Working together: DisplayList and TextPage
Here are some instructions on how to use these classes together.
In some situations, performance improvements may be achievable, when you fall back to the detail level explained here.
Create a DisplayList
A DisplayList represents an interpreted document page. Methods for pixmap creation, text extraction and text search are – behind the curtain – all using the page’s display list to perform their tasks. If a page must be rendered several times (e.g. because of changed zoom levels), or if text search and text extraction should both be performed, overhead can be saved, if the display list is created only once and then used for all other tasks.

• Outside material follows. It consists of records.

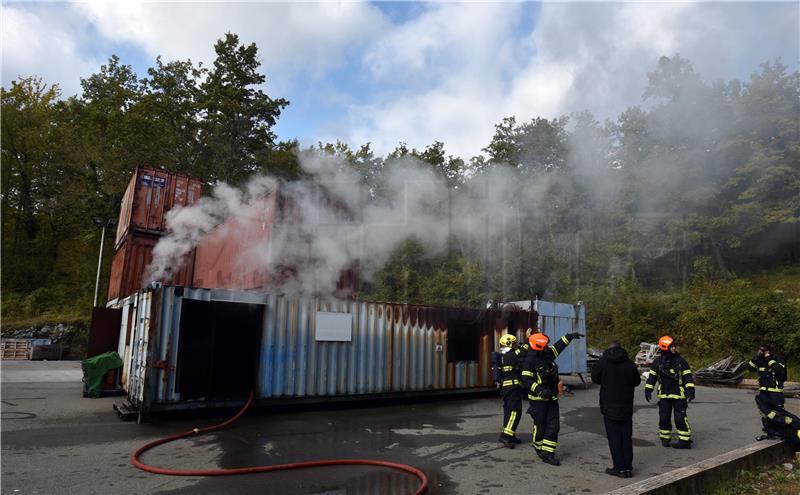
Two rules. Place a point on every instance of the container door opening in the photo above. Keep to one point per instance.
(218, 349)
(463, 340)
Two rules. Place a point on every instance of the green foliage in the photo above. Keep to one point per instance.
(763, 479)
(66, 161)
(702, 258)
(710, 320)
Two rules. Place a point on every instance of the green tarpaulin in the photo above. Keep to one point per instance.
(95, 368)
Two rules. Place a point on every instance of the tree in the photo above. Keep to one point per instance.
(236, 116)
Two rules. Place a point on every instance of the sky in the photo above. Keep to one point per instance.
(390, 72)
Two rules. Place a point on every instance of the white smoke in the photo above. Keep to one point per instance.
(329, 224)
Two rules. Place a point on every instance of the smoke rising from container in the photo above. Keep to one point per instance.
(641, 176)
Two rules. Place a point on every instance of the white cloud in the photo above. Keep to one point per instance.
(585, 56)
(306, 37)
(43, 43)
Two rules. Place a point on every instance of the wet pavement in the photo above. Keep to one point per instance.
(56, 441)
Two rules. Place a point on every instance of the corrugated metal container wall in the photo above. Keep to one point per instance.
(130, 263)
(150, 195)
(229, 256)
(392, 348)
(559, 319)
(224, 258)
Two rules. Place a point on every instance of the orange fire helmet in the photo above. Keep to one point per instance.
(538, 341)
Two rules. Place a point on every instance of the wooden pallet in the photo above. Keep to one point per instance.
(15, 349)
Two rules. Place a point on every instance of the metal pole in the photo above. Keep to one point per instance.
(99, 263)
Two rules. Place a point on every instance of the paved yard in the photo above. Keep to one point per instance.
(55, 441)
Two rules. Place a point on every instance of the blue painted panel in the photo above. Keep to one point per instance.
(559, 319)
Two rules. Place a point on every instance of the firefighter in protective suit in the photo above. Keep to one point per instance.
(511, 388)
(673, 377)
(540, 379)
(777, 422)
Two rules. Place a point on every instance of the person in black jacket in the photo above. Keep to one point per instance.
(618, 378)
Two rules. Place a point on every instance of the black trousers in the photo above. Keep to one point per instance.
(620, 443)
(512, 412)
(546, 425)
(668, 408)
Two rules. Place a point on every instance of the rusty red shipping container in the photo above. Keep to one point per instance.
(149, 196)
(229, 257)
(128, 268)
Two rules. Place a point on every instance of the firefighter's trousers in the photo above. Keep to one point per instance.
(676, 408)
(775, 419)
(512, 411)
(546, 419)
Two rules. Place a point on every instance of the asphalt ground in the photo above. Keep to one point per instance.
(54, 441)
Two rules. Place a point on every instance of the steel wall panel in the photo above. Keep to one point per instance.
(394, 348)
(559, 319)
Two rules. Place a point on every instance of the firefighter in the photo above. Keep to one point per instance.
(540, 379)
(510, 388)
(775, 420)
(675, 389)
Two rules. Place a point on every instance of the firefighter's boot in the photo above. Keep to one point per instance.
(682, 444)
(551, 459)
(507, 442)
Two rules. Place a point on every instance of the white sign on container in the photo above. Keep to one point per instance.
(334, 327)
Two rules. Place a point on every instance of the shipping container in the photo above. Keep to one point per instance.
(130, 262)
(235, 254)
(227, 257)
(150, 194)
(192, 348)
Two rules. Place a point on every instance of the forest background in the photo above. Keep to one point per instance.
(687, 221)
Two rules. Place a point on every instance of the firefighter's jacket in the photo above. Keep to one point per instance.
(769, 372)
(511, 373)
(672, 374)
(540, 371)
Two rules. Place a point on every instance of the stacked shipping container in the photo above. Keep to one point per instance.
(150, 195)
(193, 348)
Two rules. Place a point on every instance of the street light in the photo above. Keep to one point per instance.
(98, 222)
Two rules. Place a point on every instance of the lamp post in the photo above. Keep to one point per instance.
(98, 221)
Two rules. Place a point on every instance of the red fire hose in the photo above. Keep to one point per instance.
(261, 469)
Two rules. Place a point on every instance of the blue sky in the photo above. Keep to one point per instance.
(412, 72)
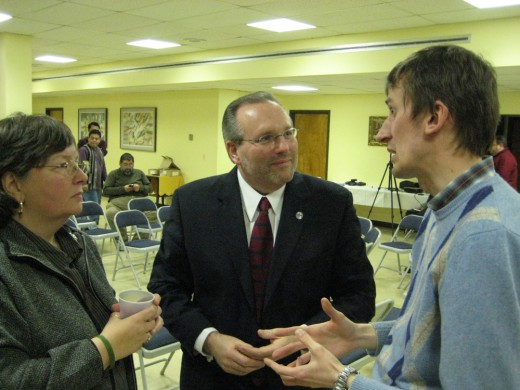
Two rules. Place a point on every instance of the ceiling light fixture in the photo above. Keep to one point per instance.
(153, 44)
(295, 88)
(57, 59)
(492, 3)
(281, 25)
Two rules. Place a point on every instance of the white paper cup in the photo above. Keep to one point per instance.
(133, 301)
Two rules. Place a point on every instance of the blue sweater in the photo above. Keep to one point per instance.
(460, 324)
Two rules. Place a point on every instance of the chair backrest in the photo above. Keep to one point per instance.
(366, 225)
(143, 204)
(127, 218)
(371, 239)
(91, 208)
(70, 222)
(163, 213)
(409, 225)
(382, 309)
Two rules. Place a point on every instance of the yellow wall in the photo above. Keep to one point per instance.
(200, 113)
(178, 115)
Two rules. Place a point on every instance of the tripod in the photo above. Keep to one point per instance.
(392, 187)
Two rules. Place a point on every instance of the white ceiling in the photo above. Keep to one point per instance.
(96, 31)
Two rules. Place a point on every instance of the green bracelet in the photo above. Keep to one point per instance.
(108, 346)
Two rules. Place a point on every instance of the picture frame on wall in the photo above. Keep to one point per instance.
(139, 128)
(87, 115)
(374, 124)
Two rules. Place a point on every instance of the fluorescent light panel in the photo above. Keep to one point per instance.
(50, 58)
(281, 25)
(295, 88)
(492, 3)
(4, 17)
(153, 44)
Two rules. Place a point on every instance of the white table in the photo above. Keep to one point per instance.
(364, 197)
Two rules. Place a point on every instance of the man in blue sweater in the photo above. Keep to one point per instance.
(459, 326)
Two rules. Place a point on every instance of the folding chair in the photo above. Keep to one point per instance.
(402, 240)
(133, 219)
(366, 225)
(164, 213)
(385, 311)
(93, 209)
(146, 205)
(162, 343)
(371, 239)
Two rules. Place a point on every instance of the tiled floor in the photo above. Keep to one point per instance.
(386, 282)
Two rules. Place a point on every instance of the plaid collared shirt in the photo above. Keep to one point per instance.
(474, 174)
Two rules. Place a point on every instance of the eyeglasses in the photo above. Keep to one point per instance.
(70, 168)
(288, 135)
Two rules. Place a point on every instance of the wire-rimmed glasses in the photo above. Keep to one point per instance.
(270, 139)
(69, 167)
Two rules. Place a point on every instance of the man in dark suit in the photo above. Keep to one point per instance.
(203, 270)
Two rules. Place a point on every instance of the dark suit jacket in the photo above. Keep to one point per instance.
(202, 269)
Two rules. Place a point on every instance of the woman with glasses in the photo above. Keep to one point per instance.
(59, 325)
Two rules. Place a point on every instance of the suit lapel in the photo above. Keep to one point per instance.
(231, 222)
(289, 231)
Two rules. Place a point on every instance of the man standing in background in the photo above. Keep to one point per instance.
(92, 156)
(102, 143)
(504, 161)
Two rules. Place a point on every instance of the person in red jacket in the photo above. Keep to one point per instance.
(505, 161)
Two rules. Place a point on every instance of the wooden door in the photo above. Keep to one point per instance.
(313, 141)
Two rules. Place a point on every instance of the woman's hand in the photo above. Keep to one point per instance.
(129, 334)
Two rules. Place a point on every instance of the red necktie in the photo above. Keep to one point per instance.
(260, 254)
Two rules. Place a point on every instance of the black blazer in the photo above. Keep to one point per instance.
(202, 268)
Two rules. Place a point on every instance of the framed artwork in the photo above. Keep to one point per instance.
(138, 128)
(374, 124)
(56, 113)
(87, 115)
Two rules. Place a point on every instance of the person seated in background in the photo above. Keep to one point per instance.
(504, 161)
(458, 328)
(59, 321)
(122, 185)
(102, 144)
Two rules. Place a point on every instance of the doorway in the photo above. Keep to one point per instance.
(313, 141)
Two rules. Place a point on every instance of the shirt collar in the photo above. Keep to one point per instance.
(471, 176)
(251, 198)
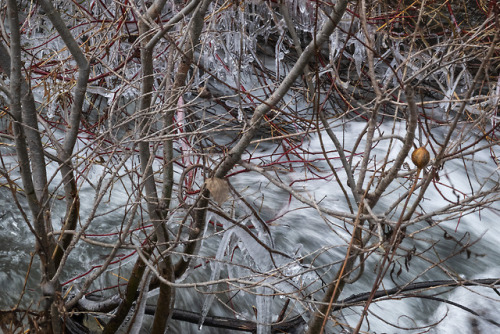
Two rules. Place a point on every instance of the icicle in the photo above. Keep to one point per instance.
(264, 312)
(223, 245)
(141, 307)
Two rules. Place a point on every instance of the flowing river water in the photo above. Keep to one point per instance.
(303, 230)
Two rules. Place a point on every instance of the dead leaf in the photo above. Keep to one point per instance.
(219, 189)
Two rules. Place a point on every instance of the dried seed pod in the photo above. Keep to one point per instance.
(420, 157)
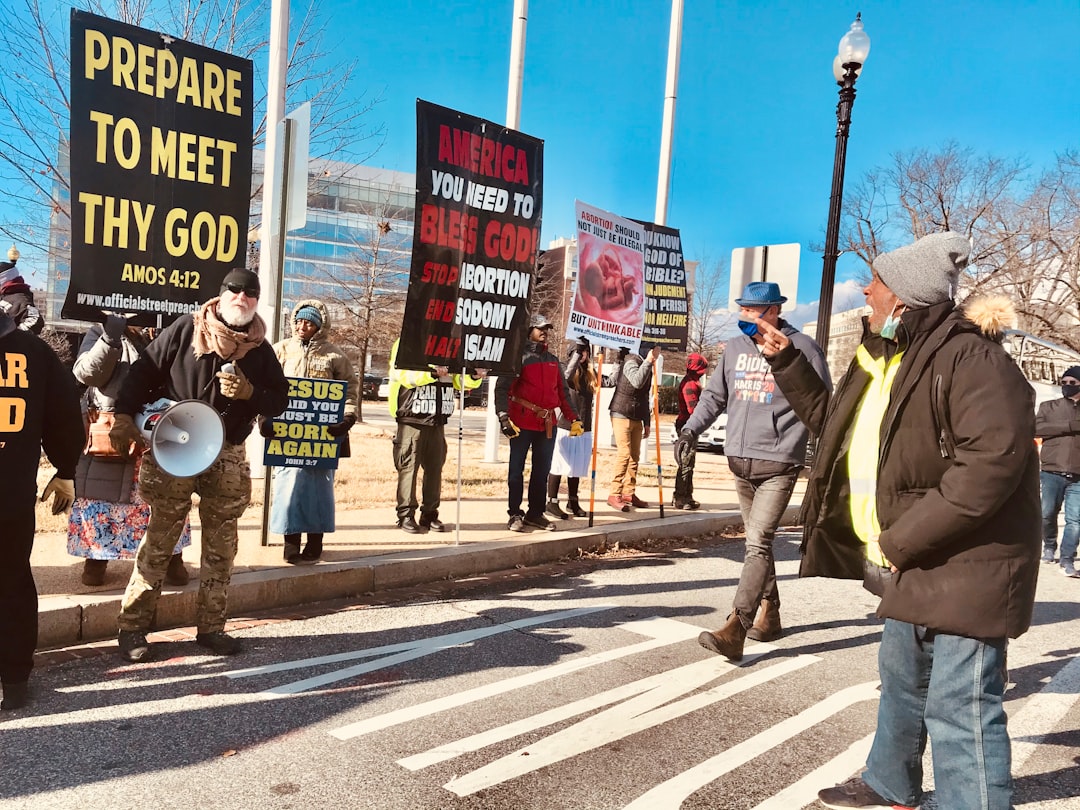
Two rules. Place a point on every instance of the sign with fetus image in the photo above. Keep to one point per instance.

>>> dl = page.get_displaylist() # create the display list
You can also create display lists for many pages “on stack” (in a list), may be during document open, during idling times, or you store it when a page is visited for the first time (e.g. in GUI scripts).

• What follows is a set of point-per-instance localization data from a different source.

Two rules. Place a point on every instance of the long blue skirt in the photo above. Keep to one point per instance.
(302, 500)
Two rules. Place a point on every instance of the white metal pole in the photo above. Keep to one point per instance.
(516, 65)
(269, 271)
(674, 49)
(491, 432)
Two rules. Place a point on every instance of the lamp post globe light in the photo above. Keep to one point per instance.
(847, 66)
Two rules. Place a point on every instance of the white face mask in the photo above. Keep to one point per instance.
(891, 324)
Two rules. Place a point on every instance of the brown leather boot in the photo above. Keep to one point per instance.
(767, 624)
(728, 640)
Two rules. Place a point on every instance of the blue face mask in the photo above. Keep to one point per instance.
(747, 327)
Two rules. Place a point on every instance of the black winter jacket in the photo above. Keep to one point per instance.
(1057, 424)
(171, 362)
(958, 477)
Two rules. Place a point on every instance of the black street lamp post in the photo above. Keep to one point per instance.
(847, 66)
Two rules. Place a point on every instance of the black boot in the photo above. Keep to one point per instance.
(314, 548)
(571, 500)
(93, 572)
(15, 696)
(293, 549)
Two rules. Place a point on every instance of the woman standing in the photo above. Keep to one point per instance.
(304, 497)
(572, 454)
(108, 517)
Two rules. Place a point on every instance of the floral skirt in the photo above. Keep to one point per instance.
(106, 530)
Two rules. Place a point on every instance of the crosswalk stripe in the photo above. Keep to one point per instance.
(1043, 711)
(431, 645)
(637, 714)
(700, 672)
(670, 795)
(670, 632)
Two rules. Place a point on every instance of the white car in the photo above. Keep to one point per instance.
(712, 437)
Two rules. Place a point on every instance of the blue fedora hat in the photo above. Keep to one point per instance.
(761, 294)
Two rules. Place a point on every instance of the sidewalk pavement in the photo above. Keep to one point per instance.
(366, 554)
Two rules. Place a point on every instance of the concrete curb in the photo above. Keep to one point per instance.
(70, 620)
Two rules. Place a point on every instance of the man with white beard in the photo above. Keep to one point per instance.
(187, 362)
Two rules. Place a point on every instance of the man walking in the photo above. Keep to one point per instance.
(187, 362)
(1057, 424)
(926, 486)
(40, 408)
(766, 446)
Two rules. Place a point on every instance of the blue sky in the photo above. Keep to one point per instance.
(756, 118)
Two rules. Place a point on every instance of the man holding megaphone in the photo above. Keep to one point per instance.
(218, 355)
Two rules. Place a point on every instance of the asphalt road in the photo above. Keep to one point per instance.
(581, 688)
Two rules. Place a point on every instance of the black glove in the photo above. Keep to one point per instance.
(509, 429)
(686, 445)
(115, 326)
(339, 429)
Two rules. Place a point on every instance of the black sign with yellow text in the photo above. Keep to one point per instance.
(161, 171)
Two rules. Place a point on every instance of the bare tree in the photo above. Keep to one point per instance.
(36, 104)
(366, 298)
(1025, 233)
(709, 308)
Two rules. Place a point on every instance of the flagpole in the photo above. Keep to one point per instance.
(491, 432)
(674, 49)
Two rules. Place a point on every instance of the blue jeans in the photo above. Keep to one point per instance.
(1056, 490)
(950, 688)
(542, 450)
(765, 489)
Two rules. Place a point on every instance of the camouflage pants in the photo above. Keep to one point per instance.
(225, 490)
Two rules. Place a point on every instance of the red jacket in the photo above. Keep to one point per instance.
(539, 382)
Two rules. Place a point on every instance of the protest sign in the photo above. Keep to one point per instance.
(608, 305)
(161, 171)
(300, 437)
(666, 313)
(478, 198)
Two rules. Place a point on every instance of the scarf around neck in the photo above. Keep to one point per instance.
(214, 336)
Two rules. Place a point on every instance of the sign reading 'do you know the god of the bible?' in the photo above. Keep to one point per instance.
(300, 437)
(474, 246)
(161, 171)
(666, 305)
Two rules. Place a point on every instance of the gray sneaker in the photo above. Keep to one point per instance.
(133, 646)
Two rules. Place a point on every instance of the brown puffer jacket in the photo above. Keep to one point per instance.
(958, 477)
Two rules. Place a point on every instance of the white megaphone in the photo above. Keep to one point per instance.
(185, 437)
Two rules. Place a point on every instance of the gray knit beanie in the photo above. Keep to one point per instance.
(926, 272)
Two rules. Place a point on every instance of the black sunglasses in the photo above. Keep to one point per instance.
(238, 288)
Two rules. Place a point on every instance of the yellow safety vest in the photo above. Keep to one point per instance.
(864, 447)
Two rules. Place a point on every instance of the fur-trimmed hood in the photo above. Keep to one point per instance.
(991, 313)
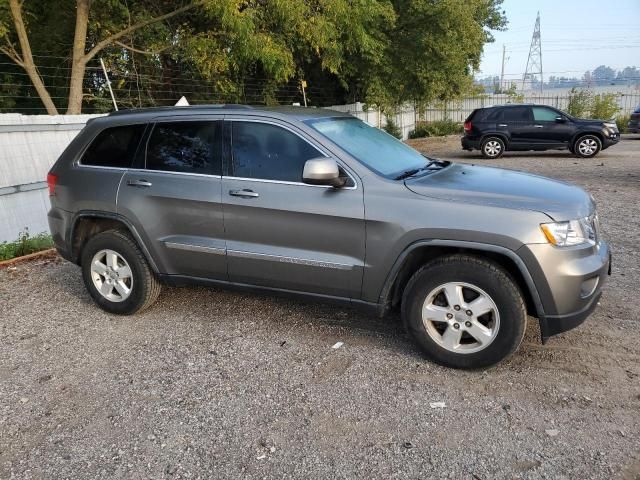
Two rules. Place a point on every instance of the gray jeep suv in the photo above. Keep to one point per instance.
(317, 203)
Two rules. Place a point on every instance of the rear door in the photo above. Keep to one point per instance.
(548, 131)
(518, 122)
(173, 197)
(283, 233)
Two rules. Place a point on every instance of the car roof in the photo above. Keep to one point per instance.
(290, 112)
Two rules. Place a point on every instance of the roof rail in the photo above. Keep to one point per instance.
(226, 106)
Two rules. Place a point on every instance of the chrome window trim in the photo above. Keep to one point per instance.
(168, 172)
(195, 248)
(292, 260)
(321, 149)
(283, 182)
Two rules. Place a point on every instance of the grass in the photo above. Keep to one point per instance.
(436, 129)
(24, 245)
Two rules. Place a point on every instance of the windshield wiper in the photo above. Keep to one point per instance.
(408, 173)
(413, 171)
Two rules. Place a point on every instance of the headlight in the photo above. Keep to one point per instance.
(574, 232)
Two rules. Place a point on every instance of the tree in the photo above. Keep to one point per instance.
(383, 52)
(22, 54)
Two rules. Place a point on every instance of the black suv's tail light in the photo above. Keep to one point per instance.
(52, 180)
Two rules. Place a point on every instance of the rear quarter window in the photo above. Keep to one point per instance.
(113, 147)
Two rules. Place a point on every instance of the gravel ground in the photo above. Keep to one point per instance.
(216, 384)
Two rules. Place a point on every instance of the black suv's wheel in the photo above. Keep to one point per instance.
(465, 312)
(492, 147)
(117, 274)
(587, 146)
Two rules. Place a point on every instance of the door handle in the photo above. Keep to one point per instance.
(246, 193)
(139, 183)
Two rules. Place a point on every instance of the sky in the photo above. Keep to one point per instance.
(577, 35)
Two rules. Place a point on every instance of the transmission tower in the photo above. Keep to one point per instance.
(534, 62)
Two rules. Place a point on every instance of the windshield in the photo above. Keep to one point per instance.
(376, 149)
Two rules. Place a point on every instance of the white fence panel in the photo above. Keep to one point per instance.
(29, 146)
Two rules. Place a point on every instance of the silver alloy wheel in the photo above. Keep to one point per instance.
(492, 148)
(111, 275)
(459, 325)
(588, 146)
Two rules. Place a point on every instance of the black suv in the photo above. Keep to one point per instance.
(493, 130)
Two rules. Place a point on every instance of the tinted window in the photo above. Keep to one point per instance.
(114, 147)
(515, 114)
(269, 152)
(373, 147)
(494, 115)
(541, 114)
(188, 147)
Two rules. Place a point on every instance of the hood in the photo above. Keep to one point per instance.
(504, 188)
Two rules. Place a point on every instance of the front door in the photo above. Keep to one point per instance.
(174, 198)
(280, 232)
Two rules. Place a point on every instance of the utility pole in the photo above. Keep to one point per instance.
(106, 76)
(501, 89)
(534, 61)
(304, 93)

Note, that for everything what follows, only the display list is needed – the corresponding Page object could have been deleted.

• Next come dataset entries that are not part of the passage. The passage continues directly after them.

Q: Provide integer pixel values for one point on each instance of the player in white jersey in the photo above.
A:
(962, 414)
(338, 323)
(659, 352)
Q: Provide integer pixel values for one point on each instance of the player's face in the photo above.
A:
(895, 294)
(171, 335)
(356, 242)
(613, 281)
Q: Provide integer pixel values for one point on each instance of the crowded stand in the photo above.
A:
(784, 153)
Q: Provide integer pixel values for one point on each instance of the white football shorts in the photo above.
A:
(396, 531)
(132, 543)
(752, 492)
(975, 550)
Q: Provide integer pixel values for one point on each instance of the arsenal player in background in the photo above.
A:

>>> pix = dl.get_pixmap() # create the page's pixmap
The execution time of this statement may be up to 50% shorter than that of
Perform Text Search
With the display list from above, we can also search for text.
For this we need to create a TextPage.
>>> tp = dl.get_textpage() # display list from above >>> rlist = tp.search("needle") # look up "needle" locations >>> for r in rlist: # work with the found locations, e.g. pix.invert_irect(r.irect) # invert colors in the rectangles
With the same TextPage object from above, we can now immediately use any or all of the 5 text extraction methods.
Above, we have created our text page without argument. This leads to a default argument of 3 (
ligatures and white-space are preserved), IAW images will not be extracted – see below.
>>> txt = tp.extractText() # plain text format >>> json = tp.extractJSON() # json format >>> html = tp.extractHTML() # HTML format >>> xml = tp.extractXML() # XML format >>> xml = tp.extractXHTML() # XHTML format
Further Performance improvements
As explained in the Page chapter:
If you do not need transparency set alpha = 0 when creating pixmaps. This will save 25% memory (if RGB, the most common case) and possibly 5% execution time (depending on the GUI software).
If you do not need images extracted alongside the text of a page, you can set the following option:
>>> flags = fitz.TEXT_PRESERVE_LIGATURES | fitz.TEXT_PRESERVE_WHITESPACE >>> tp = dl.get_textpage(flags)
This will save ca. 25% overall execution time for the HTML, XHTML and JSON text extractions and hugely reduce the amount of storage (both, memory and disk space) if the document is graphics oriented.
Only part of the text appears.